Dans la vie, tout est une question d’assurance. En tout cas, c’est ce que les écoles de commerces option Connemara essaient de nous faire croire. Le fameux « Fake it until you make it » devenu un mantra prononcé d’un air profond par des gens qui, à chaque conversation, veulent rentabiliser leurs heures sur Duolingo. Fais semblant jusqu’à ce que ça marche. OK, et on fait comment ? Peut-être faut-il un peu d’élan. Est-ce qu’un million d’abonnés, ça suffit pour se donner confiance ? Je suis certain qu’à quelques minutes de monter sur scène pour son premier seul en scène Moguiz me dirait non.

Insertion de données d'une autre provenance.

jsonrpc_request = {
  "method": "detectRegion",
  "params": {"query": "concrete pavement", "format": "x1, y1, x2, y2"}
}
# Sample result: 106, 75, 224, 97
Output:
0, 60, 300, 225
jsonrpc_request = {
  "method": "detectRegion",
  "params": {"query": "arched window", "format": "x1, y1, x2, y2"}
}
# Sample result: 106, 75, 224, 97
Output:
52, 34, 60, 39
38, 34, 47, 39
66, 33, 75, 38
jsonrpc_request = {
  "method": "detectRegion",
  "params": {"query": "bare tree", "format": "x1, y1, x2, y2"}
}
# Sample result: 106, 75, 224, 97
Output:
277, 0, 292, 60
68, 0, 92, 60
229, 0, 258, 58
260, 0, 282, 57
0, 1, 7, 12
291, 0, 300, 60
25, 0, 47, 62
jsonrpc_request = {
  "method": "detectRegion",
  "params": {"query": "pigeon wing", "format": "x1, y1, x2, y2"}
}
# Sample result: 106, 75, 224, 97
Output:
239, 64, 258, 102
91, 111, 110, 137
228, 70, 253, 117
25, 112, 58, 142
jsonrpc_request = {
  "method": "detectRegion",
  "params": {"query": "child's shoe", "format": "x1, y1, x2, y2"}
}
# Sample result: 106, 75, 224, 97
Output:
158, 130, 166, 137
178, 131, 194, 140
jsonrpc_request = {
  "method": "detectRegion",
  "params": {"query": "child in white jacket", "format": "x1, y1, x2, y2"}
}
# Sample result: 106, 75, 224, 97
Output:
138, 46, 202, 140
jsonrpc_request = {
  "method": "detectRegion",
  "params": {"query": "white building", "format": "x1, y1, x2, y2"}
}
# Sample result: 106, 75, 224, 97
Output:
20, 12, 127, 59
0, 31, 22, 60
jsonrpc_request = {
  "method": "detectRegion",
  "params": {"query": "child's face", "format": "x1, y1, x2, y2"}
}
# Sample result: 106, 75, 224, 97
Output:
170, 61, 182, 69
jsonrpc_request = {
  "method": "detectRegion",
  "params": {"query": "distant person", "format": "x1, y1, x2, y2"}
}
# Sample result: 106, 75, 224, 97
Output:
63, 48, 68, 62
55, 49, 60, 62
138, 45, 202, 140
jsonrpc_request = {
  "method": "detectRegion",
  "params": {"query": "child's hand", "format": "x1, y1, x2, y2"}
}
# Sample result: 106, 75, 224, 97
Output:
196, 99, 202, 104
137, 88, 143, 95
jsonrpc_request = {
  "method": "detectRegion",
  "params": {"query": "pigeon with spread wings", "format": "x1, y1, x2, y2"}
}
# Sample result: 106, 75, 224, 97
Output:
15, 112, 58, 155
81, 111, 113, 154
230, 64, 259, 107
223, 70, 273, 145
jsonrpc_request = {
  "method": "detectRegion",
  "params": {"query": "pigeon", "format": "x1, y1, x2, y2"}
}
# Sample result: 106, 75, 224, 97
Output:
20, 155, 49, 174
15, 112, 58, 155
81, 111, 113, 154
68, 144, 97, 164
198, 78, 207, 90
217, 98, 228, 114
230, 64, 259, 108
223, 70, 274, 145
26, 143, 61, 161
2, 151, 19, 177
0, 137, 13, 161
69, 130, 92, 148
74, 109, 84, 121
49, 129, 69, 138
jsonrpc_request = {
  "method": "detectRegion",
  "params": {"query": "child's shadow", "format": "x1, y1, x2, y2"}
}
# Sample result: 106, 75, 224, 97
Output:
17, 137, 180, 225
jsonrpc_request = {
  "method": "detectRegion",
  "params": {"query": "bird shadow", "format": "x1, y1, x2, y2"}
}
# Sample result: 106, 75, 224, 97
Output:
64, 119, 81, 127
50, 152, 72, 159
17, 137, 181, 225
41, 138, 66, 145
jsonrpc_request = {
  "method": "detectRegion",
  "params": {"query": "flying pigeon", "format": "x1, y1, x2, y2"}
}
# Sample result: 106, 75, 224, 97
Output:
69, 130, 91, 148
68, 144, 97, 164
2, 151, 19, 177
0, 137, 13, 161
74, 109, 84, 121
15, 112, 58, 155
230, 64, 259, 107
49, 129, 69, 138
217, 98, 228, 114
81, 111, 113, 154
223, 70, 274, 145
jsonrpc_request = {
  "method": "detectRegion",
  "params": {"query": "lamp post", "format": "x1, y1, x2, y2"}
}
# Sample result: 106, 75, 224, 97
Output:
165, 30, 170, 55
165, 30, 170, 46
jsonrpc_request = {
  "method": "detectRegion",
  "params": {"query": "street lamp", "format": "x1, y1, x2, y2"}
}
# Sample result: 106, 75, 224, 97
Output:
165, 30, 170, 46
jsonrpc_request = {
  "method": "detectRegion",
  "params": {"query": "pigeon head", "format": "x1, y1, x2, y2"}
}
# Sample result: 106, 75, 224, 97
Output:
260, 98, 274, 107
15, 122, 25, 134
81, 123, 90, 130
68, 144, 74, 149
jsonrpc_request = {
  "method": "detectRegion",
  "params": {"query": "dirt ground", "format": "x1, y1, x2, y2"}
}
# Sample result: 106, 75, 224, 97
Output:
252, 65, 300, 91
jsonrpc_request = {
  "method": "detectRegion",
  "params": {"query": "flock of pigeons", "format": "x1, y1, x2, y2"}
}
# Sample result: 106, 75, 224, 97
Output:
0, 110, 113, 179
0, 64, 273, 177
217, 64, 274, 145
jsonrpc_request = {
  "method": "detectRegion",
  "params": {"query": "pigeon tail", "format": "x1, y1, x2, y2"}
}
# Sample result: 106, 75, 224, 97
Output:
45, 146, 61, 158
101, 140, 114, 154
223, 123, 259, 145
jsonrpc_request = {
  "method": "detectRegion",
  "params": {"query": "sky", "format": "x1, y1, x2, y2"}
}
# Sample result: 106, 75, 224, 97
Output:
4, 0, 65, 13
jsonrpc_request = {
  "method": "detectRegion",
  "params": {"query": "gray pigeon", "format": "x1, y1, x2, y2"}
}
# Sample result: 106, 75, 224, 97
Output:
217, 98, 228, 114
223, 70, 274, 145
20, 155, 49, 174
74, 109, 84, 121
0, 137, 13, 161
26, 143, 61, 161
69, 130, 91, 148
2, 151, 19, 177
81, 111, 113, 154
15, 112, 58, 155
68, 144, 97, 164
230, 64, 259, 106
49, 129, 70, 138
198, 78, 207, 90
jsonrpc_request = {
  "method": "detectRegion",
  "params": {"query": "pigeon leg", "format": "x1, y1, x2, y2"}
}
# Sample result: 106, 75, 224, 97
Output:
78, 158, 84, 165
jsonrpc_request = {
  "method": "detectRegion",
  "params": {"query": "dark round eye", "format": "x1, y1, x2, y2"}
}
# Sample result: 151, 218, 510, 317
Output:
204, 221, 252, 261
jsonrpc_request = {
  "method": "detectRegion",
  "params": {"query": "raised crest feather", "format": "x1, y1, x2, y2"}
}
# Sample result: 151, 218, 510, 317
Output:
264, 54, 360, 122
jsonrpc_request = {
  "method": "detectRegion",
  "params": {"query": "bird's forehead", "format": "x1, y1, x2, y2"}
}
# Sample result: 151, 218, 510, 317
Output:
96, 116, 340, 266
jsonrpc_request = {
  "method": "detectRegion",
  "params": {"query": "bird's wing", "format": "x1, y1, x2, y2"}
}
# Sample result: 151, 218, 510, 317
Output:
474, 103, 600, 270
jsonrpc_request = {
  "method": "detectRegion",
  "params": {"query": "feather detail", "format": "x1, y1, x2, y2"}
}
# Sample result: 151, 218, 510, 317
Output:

Le garçon, star des réseaux avec ses sketchs à perruques, rencontre le public dans un spectacle sobrement intitulé Coucou ! Deux syllabes qui disent tout. La peur de déranger, la peur de s’affirmer, tout ça enrobé dans un mot mignon qu’on ne peut s’empêcher de faire monter dans les aigus. Comme pour s’excuser d’être là. Faites le test, allez-y. « Coucou », c’est le « Bonjour » pas bien certain d’être correctement accueilli, mais qui se donne du courage. Alors Moguiz décide de jouer les bêtes de scène : entrée tonitruante, adresse au public, irrévérence et pyrotechnie, toute la panoplie du show gonflé à bloc. Un habit trop grand pour lui dans lequel il flotte, l’air paniqué. Une antiperformance qui rend le public complice, attentif et hilare. D’un côté, les monstres du quotidien, pleins de certitudes, qu’il incarne dès qu’il enfile une perruque ; de l’autre, la fragilité tordante d’un comédien perplexe à qui on a dit qu’il fallait occuper l’espace. Alors il fait comme il peut.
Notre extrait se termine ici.